Chickenpox vaccine increases the risk of shingles in younger adults. Shingles and chickenpox are both caused by the varicella-zoster virus both luckily there is a vaccine in order to reduce the risk of contracting both conditions. Chickenpox is more commonly seen in children and shingles are more common in older adults.
The Centers for Disease Control and Prevention (CDC) recommends that children one year of age to 12 years old receive their first varicella vaccine between 12 to 15 months of age and the second at four to six years of age. Children over the age of 13 should receive two additional doses of the varicella vaccine spaces between four to eight weeks apart.
For the singles vaccine that is recommended for adults over the age of 50 who have healthy immune systems. Originally the shingles vaccine was for those over the age of 60 but the FDA lowered the recommendation to 50 in 2011. The CDC has not put the shingles vaccine on their list of recommendations and many insurance companies do not pay for this vaccine which may lower the amount of people who actually receive it.

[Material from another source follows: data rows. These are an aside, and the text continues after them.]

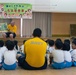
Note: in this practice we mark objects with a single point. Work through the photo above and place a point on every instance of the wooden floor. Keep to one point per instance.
(48, 71)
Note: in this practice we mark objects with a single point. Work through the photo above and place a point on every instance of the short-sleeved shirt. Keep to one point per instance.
(58, 56)
(35, 50)
(12, 28)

A recent study outlined that vaccinating one-year-olds for chickenpox could temporarily double the risk of shingles in young adults. When an infant is vaccinated it reduces the likelihood of adults being re-exposed to the virus. Re-exposure is important because it allows the body to create antibodies against shingles; therefore if adults are not re-exposed to the virus they are more likely to develop shingles.
The study predicted that the temporary effect in the rise of shingles could be seen in those aged 31 to 40 years. This is a younger age group than what is commonly seen to attract shingles which are seniors.

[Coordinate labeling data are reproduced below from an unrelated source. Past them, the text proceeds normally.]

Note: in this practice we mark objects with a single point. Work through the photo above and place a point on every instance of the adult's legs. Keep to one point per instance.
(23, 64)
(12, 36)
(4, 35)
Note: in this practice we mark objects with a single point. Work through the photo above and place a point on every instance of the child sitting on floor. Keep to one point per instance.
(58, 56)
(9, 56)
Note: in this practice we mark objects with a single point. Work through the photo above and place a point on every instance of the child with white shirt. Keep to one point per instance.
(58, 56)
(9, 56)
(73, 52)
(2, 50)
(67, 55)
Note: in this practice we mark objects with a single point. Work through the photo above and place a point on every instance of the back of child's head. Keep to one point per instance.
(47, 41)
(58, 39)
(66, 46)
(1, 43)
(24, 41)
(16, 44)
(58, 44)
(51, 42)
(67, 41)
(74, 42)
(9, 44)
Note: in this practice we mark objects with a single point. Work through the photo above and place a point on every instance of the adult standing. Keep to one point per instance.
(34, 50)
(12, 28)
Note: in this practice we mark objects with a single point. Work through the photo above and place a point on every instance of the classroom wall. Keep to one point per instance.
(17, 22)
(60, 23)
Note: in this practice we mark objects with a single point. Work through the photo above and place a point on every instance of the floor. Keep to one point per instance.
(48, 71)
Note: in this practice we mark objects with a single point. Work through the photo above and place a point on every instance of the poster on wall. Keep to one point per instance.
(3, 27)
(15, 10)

Lead author Dr Benson Ogunjimi, said, “We were surprised to find that re-exposure to chickenpox is beneficial for so few years and also that the most pronounced effect of vaccination on increasing cases of shingles is in younger adults. Our findings should allay some fears about implementing childhood chickenpox vaccination.”
Some countries have already avoided universal chickenpox vaccination in order to reduce the rise in shingles in adults. The new model uses more accurate data than previous models which researchers suggest policy makers should consider when it comes to vaccination of children for the chickenpox.